Cognitive Science is the cross-disciplinary study of how the mind works, with a focus on perception, reasoning, memory, attention, language, decision-making, motor control, and problem solving.  Cognitive scientists often compare minds to computers. In particular, they describe mental processes as computational operations on internal representations.  For instance, perception is seen as a representation of the external world that results from sensory stimulation; learning is analyzed as the addition of new representations through interactions with the environment; reasoning is treated as the addition of new representations through operations on existing representations.

Cognitive Science is an interdisciplinary field: it draws on tools and ideas from psychology, neuroscience, linguistics, economics, computer science, and philosophy, with affiliated faculty in each of these disciplines. Psychologists study the computational operations that we use to solve specific tasks; neuroscientists study the implementation of those operations in the brain; linguists study the representations involved in communication; economists study the representations involved in decisions involving uncertainty and reward; computer scientists consider how the processes involved in human cognition fit into a more general theory of computations and a larger space of tasks; and philosophers ask fundamental questions about the nature of representation and computation.

Cognitive Science majors will gain fluency in computational methods; a capacity for rigorous and careful thought; a broad understanding of the affiliated disciplines; and a deep understanding of cognition.  
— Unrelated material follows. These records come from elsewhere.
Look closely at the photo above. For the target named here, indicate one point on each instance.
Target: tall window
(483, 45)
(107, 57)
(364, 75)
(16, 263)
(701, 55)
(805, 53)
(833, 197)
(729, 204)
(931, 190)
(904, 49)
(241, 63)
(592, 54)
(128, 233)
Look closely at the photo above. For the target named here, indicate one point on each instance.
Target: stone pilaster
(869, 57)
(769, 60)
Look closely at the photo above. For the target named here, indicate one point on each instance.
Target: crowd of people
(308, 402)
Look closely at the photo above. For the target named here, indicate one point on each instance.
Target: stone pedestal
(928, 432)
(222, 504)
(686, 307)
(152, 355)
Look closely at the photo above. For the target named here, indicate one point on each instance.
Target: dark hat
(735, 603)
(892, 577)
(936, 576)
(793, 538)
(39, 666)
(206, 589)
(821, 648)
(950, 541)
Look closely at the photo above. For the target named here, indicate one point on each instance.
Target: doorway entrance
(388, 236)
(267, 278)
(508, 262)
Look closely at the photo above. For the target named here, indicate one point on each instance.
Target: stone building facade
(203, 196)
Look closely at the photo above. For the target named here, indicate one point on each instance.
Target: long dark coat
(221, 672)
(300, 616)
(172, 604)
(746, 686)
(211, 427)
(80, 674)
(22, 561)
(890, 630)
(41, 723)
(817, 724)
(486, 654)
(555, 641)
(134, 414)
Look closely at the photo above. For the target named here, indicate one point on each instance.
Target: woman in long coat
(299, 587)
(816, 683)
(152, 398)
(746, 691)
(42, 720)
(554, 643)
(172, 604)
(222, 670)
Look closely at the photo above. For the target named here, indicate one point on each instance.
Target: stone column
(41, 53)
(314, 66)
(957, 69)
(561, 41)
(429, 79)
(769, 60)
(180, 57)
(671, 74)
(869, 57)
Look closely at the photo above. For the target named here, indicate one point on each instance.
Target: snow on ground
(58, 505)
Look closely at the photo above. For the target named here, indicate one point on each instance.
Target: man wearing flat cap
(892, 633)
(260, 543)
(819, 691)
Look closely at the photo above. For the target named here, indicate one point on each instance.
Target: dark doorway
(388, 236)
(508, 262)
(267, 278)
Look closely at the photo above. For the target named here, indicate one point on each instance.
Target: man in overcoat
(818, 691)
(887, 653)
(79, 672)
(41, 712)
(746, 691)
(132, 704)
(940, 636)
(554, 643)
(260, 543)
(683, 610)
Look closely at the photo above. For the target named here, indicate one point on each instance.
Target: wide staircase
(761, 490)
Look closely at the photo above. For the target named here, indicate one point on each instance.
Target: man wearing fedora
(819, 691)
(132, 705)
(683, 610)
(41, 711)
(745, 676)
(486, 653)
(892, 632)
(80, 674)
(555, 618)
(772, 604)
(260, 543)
Comparative literature is dedicated to the study of literature in an international and interdisciplinary context. Majors read widely across periods, genres, and national traditions. They study literature and culture from various parts of the world to develop knowledge and critical understanding of how cultures differ from as well as connect and interact with one another through the medium of artistic expression. The program offers majors the opportunity to design individual programs of study across languages, cultures, and media in keeping with their particular linguistic capabilities and intellectual goals. Courses in translation and the minor in Translation Studies allow students to develop the ability to work with and across languages and to reflect critically on the theory and history of translation and the role of translation in bridging literary traditions and connecting cultural worlds.

Barnard’s Computer Science program offers meaningful computing education and experiences to all Barnard students and partners with Columbia's Computer Science department to offer a major in Computer Science. The program aims to expand students' use and understanding of computation and data analysis across disciplines; offer students opportunities to think critically about the social implications of technology, including how to harness it for social good; promote curricular and pedagogical advances in computer science and its multidisciplinary applications; and provide new models for engaging students and enhancing diversity in computing.

A joint effort by Africana Studies, American Studies and Women’s, Gender & Sexuality Studies, the Consortium for Critical Interdisciplinary Studies (CCIS) is dedicated to creating a vibrant intellectual community across disciplinary boundaries and fostering the in-depth study of race and ethnicity at Barnard College. CCIS offers students and faculty the intellectual space to develop transformative frameworks for thinking through issues of ethnicity and race in both local and global contexts.

Through its undergraduate concentration and minor (ICORE/MORE), CCIS gives Barnard students the opportunity to pursue the interdisciplinary and critical study of race and ethnicity in their mutual constitution with gender, class and nation. CCIS is equally committed to fostering innovative faculty research on the transnational and intersectional contexts of social difference. Rigorously engaged in the multidimensional study of race and ethnicity, CCIS is working to catalyze intellectual, institutional and social change at Barnard and beyond.